Despite the challenges, she hopes that her 17 year old daughter, Laura, will experience a much happier and stable childhood, living in a safe community and have the means to continue with her education.
“I feel motivated to show her that our lives can be better,” says Laura, as she smiles at her mother. “Studying is important. I don’t want her to end up like me, selling tortillas,” her mother says in response.
Laura became involved with ADESCO (the government-led association for community development) when she was just 7 years old; leadership and activism was in her blood, even from a young age.
Laura’s group arranges trainings for young girls on topics related to the Sustainable Development Goals (SDGs) and their right to a life free from violence and danger. For many years, Laura helped making radio and video content related to these topics, so that she could raise awareness amongst her peers.
“When I was young, I was very timid. We did not go out much because of that,” says Laura. “Then I joined the group and learned how to share my opinions about child rights through film and radio.”

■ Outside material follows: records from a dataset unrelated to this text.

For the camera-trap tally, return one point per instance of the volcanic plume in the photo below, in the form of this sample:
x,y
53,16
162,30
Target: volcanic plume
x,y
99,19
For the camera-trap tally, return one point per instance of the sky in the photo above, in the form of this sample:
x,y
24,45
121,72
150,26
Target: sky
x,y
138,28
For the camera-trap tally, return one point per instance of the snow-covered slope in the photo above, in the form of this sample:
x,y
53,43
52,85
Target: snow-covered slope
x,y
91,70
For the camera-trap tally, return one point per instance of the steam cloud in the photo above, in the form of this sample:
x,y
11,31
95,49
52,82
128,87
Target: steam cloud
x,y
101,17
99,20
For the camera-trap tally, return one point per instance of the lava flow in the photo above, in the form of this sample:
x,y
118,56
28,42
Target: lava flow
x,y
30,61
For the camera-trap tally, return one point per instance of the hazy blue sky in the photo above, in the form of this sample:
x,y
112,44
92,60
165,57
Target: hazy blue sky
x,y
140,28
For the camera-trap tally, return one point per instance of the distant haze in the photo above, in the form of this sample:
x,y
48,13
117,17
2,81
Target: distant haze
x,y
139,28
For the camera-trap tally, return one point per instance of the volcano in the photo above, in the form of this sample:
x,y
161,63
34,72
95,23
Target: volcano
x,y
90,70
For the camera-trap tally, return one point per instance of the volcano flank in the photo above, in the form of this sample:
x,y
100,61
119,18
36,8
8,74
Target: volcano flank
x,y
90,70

“I know the government puts laws in place, but people do not know anything about these laws. We are getting informed, and through our training we are acting like gatekeepers, working to educate others and ensure they know their rights,” says Laura.

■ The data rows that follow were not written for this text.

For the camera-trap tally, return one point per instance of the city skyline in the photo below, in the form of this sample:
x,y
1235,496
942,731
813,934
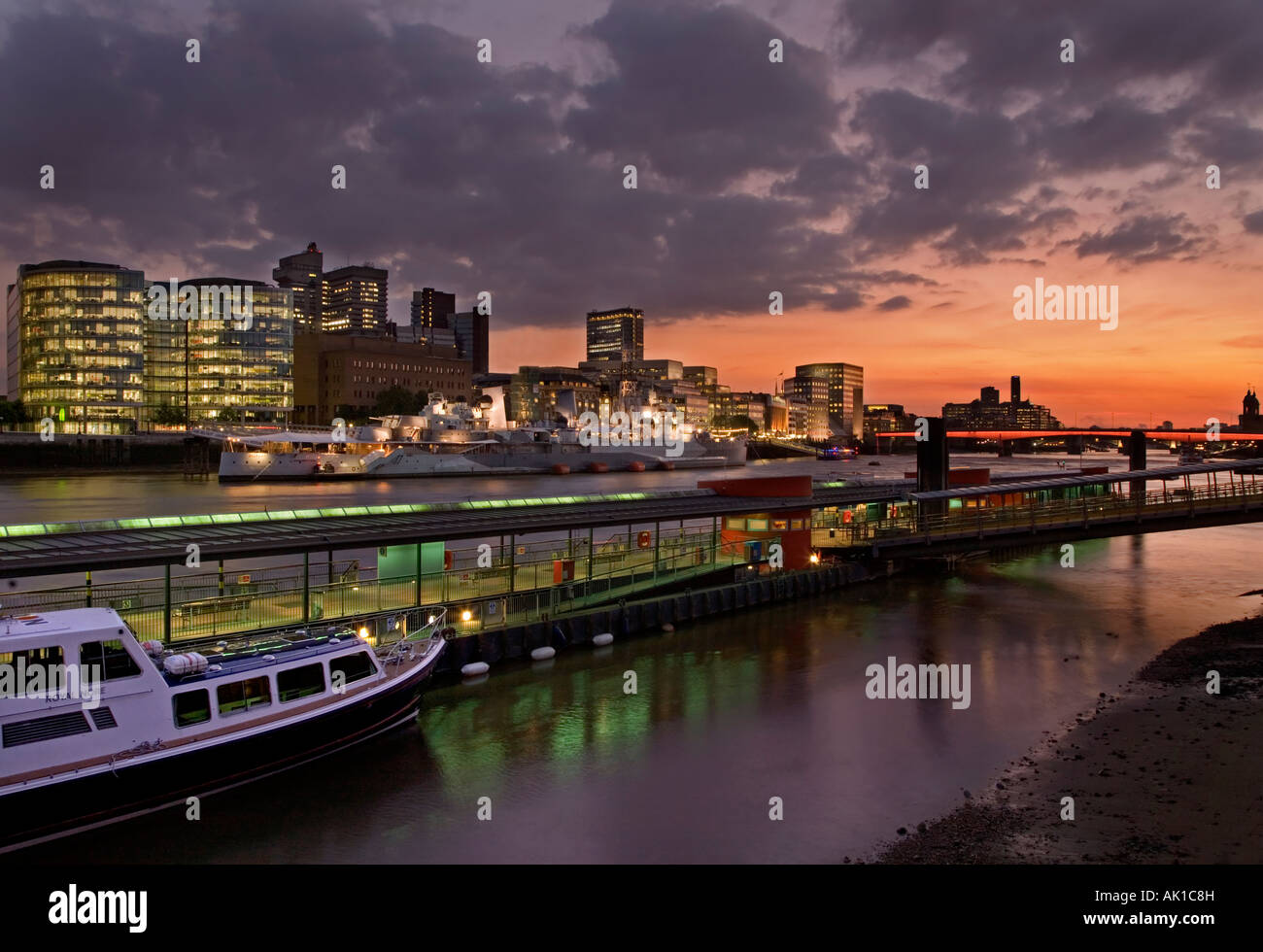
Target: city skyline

“Being allowed to share my opinion and express myself in my community makes me feel free,” says Laura, “but we also have to ensure that parents are involved and familiar with our rights.”
“Parents won’t speak to children about sexual and reproductive health, even though pregnancy and marriage is a big issue in our community. Parents think that if they speak to their children about these topics, then the children and youth will immediately want to have sex,” Laura explains.
Amongst her peers, Laura does speak about the challenges that girls face in El Salvador, “If we dress nicely, people think it’s so we can be provoked, like we’re asking for it.”
“I know the government puts laws in place, but people do not know anything about these laws.”
“When we are getting dressed, we have to think ahead and say, ‘If I wear this, will I get harassed or cat called?’ so most of the time we choose to dress conservatively,” Laura explains.
Laura adds that this level of harassment keeps many girls in her neighbourhood at home, afraid to go to public spaces. “We want to go to other places, but we feel vulnerable about what could happen.”
In addition to learning about her rights and feeling safer and more confident amongst her peers, Laura is learning new skills that she is passing on to her mother. I learn a lot from my daughter,” says the mother. “I was very curious as a child, but all I was allowed to do was artisanal work,” the mother says. “I thought that women had no value.”
“When I was 12 years old, I told my grandfather that I wanted to work and prove to everyone that I could do anything a man could do,” says the mother. “Then one time I heard my grandfather say he was tired and that he needed muscles to help him with his labor work.”
“I told him that he should let me help, and he said ´what are you going to do? Cook frijoles and tend to the garden’?” “I was determined to work, and eventually he gave in. I did not earn any money for my work while I did landscaping, but eventually I gained enough experience to get a job that paid a small amount,” says the mother.
“I worked as an electrician, plumber and carpenter for nearly 10 years. Then I learned how to make money through my cooking. I always thought, ‘what’s the point of going to school’?” she continues and looks at Laura.
“I go to school! I learned to read and write. I want to save money in order to go to medical school,” adds Laura.
“My mother has asthma, and almost died once because she did not have an inhaler. We didn’t think she was going to make it,” says Laura. “I want to become a doctor so that so that I can help my mother when she is ill.”